Man, I hate yard sales. Something about yard sales brings out the dregs of society.
We didn't prep much for this one. The last one we had, I put out signs the day before and we had everything set up in the garage earlier that week. This time, we had crap sitting in the hallway in the morning and nothing set up anywhere. So at 7:30 AM (we had planned on starting at 8), I went out to put up signs and Kari started moving stuff to the driveway.
As I was putting up the pitiful little signs we had made (this morning), I thought to myself "There's no way we're going to get any business. No one can see these signs and we didn't give people enough time". By the time I got back to the house (I was only gone 20 minutes) there were 10 people mulling around as Kari was trying to put stuff out.

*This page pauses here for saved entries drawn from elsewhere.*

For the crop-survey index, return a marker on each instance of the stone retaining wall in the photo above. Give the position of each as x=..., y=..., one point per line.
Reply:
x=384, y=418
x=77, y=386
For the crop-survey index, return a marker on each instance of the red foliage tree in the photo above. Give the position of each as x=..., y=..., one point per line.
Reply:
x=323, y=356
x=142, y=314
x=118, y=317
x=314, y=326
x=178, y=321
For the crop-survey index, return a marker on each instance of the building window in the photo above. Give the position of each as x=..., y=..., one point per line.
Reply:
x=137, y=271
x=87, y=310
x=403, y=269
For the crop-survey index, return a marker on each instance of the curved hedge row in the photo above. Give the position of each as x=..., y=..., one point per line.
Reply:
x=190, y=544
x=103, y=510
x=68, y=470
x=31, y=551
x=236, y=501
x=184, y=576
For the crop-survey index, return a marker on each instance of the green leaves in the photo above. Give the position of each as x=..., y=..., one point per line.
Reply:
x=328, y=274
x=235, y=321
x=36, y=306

And it only got busier....
What gets me is that you could have an original Picasso painting framed in 24k gold inlaid with diamonds donning a sticker for $1.00 and some toothless hag with a cigarette and 13 kids will as you if you'll take $.90. I mean, WTF? I'm getting rid of stuff at .0001% of what I paid for it, cough up the extra dime.
Then we had people who tried to purchase single sheets out a set. Hello? It's a set. You might need one fitted sheet for a window treatment, but how the hell am I supposed to sell the rest of it?

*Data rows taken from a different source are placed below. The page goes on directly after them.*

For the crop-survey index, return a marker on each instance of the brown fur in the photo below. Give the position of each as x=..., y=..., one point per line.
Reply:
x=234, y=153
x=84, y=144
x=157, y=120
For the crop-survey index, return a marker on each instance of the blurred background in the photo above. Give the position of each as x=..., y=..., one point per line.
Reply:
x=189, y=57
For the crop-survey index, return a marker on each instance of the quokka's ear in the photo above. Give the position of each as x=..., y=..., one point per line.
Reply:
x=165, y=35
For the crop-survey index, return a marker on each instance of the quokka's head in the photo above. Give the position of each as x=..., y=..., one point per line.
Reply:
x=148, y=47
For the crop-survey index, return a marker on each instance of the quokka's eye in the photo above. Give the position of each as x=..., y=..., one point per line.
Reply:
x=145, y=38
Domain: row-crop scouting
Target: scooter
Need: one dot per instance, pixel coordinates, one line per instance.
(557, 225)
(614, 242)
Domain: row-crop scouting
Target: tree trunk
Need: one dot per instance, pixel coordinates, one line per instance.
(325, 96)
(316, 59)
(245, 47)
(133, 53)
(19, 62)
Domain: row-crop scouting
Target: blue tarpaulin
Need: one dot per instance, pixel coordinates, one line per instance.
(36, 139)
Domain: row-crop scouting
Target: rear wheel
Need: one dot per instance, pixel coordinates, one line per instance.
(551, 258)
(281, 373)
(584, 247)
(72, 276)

One of my favorites was this girl who was looking around and found something for a dollar. All she had was 69¢. 69¢? How in God's green earth do you think 69¢ is going to suffice when you go garage sale shopping? Well, I guess it makes sense as we took it anyway.

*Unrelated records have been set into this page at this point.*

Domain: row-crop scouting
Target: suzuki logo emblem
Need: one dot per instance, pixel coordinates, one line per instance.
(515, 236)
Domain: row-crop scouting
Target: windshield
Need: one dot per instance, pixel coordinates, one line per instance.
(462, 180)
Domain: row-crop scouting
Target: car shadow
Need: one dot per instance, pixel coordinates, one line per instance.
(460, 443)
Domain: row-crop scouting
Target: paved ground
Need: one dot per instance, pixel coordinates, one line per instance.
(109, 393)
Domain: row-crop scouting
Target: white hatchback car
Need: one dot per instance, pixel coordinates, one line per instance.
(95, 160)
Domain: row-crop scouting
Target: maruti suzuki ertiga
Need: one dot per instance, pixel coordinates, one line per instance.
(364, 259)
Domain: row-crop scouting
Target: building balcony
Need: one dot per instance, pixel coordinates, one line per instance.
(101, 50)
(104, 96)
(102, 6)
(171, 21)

My brother in law and his wife dropped off some items to sell as well. She had a bunch of old purses she was selling for a dollar each. Had she actually cleaned them out before hand, she'd have realized she would have lost money on the sale. We found a few bucks in change, a bunch of pens, Mentos, lipstick, two sets of fingernail clippers, hair bows, credit card receipts, a name badge, and a key to who knows what.
We made a good bit of money on the whole thing unless you count the fact that we paid a thousand times more for all the crap, but at least it's not taking up space any more. I may have sold my scuba tanks to the neighbor's kids and we did get rid of a couch ($20! Whatta Bargain!) however this means that now I have to sleep on the leather one when the Mrs. boots me out for snoring.
I'd love to say this is the last one I'm ever having, but I'm married. Yardsales should be in the wedding vows so that us guys know what we're getting in to.